Colonel Ibrahim al-Senussi Akila, head of general intelligence in Benghazi, was shot dead near the Medical Centre in the centre of the Mediterranean city, a security source said.
"He was in his car when unknown assailants opened fire. He was hit twice, once in the neck," the source said.
Benghazi was the cradle of the 2011 uprising that ousted longtime dictator Moamer Kadhafi and has since been plagued by violence that has killed dozens of members of the security forces, judges and foreigners.
Forces seeking autonomy for Benghazi's Cyrenaica region challenged the central government by occupying oil terminals in the east last summer, shutting down exports.
On Monday, the parliament speaker confirmed the appointment of Ahmed Miitig as Libya's new premier, after a chaotic vote in the General National Congress highlighting tensions between Islamists and liberals.
But Miitig's election has been rejected by several lawmakers and Abu Sahmein's own deputy.
- Miitig election 'illegal' -
On Wednesday night, Ali al-Hassi, spokesman for a self-proclaimed autonomous government in eastern Libya, rejected Miitig's election.
"We refuse to deal with Mr Miitig because his election was illegal," Ali al-Hassi told Al-Nabaa television.
And Abd Rabou al-Baraassi, who heads the Cyrenaica body, called for a new election for premier.
Last July, eastern militias seized four key oil terminals, launching a blockade that slashed Libyan exports from 1.5 million barrels per day to just 250,000 bpd.
In April, the government struck a deal to end the standoff, which has cost it more than $14 billion (10.1 billion euros) in lost revenues.

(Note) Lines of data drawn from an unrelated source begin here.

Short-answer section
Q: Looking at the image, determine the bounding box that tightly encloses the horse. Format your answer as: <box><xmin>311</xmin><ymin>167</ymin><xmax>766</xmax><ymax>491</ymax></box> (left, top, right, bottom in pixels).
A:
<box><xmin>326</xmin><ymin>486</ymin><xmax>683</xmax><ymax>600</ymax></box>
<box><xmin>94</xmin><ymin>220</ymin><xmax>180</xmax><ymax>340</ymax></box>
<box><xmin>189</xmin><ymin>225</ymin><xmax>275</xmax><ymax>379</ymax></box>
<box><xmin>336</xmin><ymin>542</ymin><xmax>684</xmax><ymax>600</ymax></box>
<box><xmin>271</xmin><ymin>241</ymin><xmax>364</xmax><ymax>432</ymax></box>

Under that deal, the army has retaken control of two of the terminals, and the OPEC oil cartel has said it expects Libyan exports to recover to 1.0 million barrels per day by-mid June.
But negotiations are still continuing for the return of the other two.
And Wednesday's rejection of Miitig by the easterners threatens to put at risk implementation of the agreement.
The post of prime minister has proved both challenging and dangerous.
Ex-premier Ali Zeidan, voted out by parliament for failing to prevent a rebel oil shipment in March, was kidnapped by gunmen last year and held for several hours.
Last month Zeidan's defence minister, Abdullah al-Thani, was appointed to replace him.
But Thani, under whom the deal on the oil terminals was negotiated, quit after just five days, saying he and his family had been attacked.
Baraassi denounced what he said was "procrastination" by the central government in fulfilling its side of the agreement, which included paying back wages to the terminals' guards.
He accused Islamists in parliament of causing delays, saying "they want to control the ports and oil revenues in Libya through their militias."